Van Gogh era un genio, pero en su época no consiguió vender un solo cuadro. Nadie quiso comprar aquellas imágenes de campesinos durmiendo la siesta tras la siega, en la que se veían los trazos de las pinceladas. Qué era aquello? Y esa noche estrellada? Y esos girasoles en un jarrón? quien podría querer aquello, tan diferente de la moda de entonces?

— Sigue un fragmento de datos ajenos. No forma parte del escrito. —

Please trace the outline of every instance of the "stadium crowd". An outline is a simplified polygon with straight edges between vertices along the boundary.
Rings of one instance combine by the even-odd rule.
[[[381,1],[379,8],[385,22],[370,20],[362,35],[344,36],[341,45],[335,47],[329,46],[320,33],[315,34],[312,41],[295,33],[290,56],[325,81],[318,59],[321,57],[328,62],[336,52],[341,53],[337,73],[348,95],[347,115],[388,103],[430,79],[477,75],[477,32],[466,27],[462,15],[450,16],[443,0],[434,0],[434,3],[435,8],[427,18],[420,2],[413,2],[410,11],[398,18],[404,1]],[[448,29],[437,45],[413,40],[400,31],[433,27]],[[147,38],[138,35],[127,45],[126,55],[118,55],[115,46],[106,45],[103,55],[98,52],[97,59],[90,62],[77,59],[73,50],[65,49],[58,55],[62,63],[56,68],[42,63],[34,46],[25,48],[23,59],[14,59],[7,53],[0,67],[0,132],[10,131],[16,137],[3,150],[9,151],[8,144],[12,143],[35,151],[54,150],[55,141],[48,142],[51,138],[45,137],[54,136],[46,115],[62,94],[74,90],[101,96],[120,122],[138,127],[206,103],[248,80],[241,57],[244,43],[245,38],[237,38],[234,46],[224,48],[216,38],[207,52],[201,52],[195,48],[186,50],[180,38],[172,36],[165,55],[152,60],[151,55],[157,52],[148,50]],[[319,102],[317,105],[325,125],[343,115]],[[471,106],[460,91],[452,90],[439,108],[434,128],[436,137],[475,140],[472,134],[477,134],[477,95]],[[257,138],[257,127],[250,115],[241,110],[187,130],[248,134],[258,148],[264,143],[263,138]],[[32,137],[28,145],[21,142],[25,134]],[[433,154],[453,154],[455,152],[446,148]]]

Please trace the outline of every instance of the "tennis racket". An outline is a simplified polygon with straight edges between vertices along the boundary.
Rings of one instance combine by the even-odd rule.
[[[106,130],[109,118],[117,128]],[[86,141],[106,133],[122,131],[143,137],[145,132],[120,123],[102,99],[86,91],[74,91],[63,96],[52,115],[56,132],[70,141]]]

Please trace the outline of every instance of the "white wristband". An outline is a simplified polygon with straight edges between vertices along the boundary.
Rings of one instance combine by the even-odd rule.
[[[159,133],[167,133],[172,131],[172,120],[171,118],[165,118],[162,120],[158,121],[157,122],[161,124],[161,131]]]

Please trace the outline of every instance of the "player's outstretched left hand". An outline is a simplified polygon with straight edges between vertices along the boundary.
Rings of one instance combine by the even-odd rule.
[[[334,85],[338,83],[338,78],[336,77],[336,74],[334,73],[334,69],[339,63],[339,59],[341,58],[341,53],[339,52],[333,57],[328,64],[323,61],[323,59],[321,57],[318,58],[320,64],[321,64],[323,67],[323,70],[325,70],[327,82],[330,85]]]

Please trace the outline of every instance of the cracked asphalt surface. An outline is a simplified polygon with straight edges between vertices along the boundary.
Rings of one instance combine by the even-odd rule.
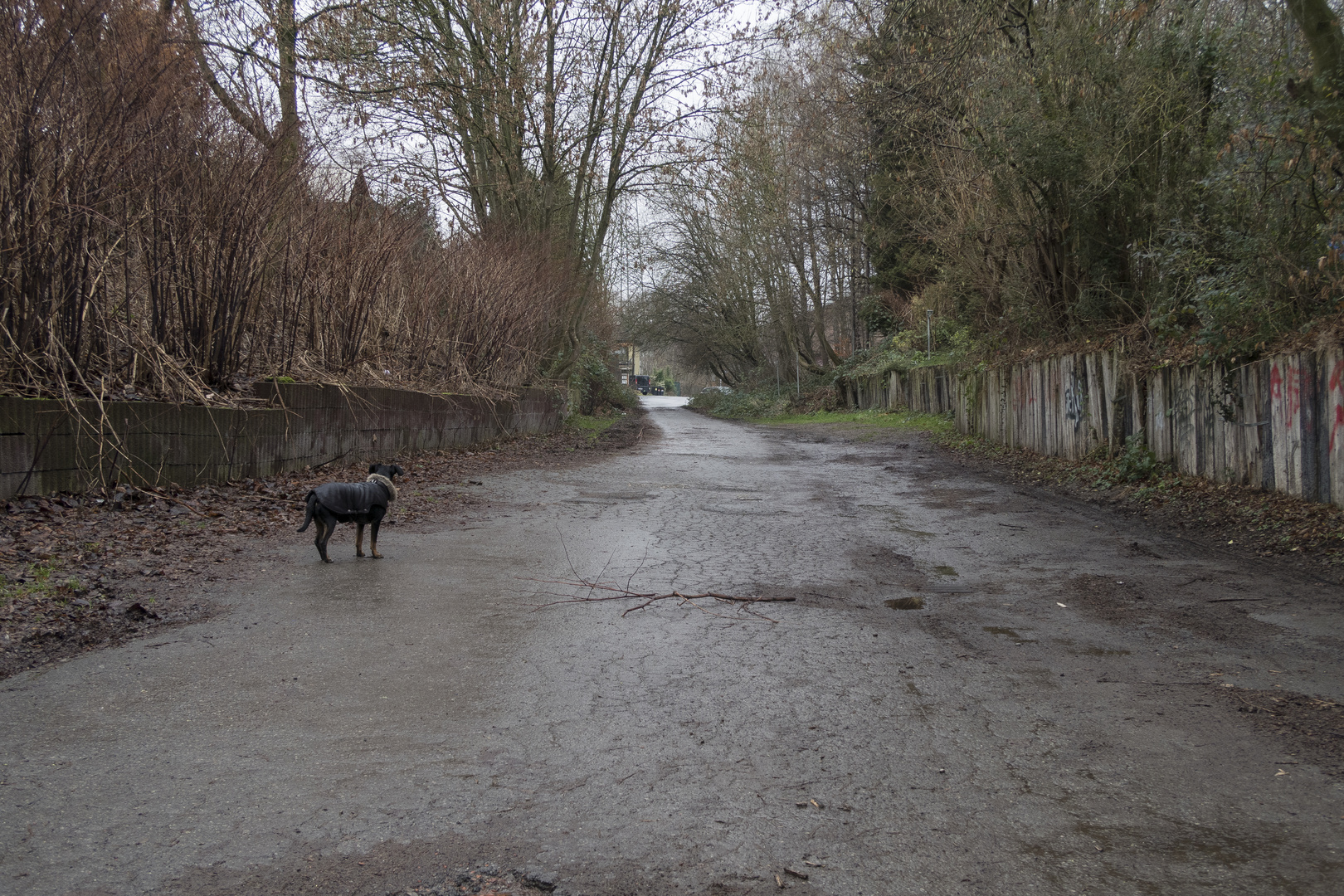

Y sin embargo Vincent, el pelirrojo, siguió pintando. Siguió marcando los trazos de las pinceladas, siguió mostrando sobre el lienzo su genio, su manera de entender el arte. Siguió sin vender un cuadro, pero creando futuras obras maestras.
Pero Van Gogh también tenía sus días malos. Esos días en los que los trazos no salían, en el que la perspectiva no acababa de funcionar, en el que las ideas no fluían, en el que se sentía torpe incluso para poner nombre a un cuadro. Días en los que pintaba algo llamado “Naturaleza muerta con repollo y zuecos”:
Hay días en los que no sacamos todo nuestro talento. Hay días en los que estamos torpes en la definición, en la ejecución. Hay días raros, como decían Vetusta Morla. Hay días raros en los que echamos un borrón, aunque seamos el mejor escribiente. Hay días en los que Van Gogh hace una Naturaleza muerta de un repollo y unos zuecos. Y sin embargo nadie se atrevería a decir que Van Gogh no es un gran gran artista.
Hay días raros. Los días raros forman parte de nosotros, pero nosotros no somos los días raros.